Accordingly, a system and method for analysis of data is described in which the complex task of translated between a business model and the relational database schema is performed by a data server. This approach greatly simplifies the responsibilities of the OLAP application, enabling OLAP application developers to focus on the business problem itself, thereby to deliver better applications faster. Because this translation is common to all application that use the analytic capabilities of the data server, the effort going into implementing the data server is leveraged effectively across many OLAP applications. Query refinement methods that execute in the data server reflect explicitly how a query is refined. Thus, the data server, rather than the application, chooses how to efficiently manage the query refinements. Furthermore, the implementation in the data sever is close to the data.

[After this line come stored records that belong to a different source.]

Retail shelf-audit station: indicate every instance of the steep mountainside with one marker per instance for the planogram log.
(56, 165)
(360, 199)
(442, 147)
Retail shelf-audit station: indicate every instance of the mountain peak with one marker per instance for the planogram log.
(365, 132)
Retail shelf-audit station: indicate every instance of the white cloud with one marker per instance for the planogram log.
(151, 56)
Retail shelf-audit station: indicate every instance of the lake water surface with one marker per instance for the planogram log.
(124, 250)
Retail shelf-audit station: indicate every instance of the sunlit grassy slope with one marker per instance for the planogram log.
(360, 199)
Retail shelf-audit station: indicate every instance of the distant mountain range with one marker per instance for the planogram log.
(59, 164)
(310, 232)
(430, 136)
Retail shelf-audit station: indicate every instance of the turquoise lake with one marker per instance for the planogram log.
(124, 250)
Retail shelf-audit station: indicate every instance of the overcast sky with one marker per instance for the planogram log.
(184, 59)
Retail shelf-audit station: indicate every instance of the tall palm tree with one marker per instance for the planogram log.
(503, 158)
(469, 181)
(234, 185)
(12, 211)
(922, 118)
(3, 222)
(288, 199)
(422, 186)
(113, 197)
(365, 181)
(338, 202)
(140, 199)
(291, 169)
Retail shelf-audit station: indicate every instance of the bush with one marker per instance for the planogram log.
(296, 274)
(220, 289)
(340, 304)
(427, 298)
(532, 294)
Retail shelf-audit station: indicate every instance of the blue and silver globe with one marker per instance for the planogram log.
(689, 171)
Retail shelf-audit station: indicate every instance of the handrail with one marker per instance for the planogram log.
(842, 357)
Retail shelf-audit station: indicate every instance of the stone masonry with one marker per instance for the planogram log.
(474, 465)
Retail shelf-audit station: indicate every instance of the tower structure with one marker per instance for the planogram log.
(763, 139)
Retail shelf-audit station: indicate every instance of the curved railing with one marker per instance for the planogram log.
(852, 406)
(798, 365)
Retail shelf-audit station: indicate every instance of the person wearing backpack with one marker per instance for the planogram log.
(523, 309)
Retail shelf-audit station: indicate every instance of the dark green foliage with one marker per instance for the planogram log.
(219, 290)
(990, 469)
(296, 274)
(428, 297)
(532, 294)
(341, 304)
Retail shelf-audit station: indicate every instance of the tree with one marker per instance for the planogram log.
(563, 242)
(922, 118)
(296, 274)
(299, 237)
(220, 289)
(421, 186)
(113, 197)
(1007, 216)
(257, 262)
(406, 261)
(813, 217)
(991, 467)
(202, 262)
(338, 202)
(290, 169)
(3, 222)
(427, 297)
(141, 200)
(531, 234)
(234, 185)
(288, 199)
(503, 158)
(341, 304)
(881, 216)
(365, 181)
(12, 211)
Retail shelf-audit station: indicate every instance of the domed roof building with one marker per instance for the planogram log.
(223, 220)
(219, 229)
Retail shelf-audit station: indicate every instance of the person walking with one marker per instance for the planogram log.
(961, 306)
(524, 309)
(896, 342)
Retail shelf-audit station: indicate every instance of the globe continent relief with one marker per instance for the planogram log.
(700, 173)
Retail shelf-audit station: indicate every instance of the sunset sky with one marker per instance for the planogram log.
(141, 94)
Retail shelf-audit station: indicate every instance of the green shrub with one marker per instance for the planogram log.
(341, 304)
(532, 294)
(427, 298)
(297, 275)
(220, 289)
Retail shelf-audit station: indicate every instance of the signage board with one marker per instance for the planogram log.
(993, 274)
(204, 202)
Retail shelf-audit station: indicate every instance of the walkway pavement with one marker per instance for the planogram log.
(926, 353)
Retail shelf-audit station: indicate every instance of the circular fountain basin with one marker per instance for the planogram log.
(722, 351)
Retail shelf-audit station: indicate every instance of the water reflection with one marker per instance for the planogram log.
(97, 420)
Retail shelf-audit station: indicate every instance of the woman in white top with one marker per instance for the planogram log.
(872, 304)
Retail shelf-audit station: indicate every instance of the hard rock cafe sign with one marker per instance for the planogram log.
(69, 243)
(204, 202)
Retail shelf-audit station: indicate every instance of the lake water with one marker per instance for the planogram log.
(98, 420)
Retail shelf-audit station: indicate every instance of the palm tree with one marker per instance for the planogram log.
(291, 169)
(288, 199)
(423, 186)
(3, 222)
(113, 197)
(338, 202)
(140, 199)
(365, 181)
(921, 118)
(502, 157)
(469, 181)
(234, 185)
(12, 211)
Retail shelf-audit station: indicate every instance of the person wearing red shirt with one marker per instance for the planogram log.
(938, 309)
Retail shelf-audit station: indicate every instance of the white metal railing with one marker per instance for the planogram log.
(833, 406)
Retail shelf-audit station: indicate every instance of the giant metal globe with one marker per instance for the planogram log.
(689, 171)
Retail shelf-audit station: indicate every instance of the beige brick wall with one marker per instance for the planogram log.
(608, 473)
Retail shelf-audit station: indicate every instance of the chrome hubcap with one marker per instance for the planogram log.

Calculations are performed within the data server, and only the requested summary-level data need be returned to the OLAP application.
Still other aspects, features, and advantages of the present invention are readily apparent from the following detailed description, simply by illustrating a number of particular embodiments and implementations, including the best mode contemplated for carrying out the present invention. The present invention is also capable of other and different embodiments, and its several details can be modified in various obvious respects, all without departing from the spirit and scope of the present invention. Accordingly, the drawing and description are to be regarded as illustrative in nature, and not as restrictive.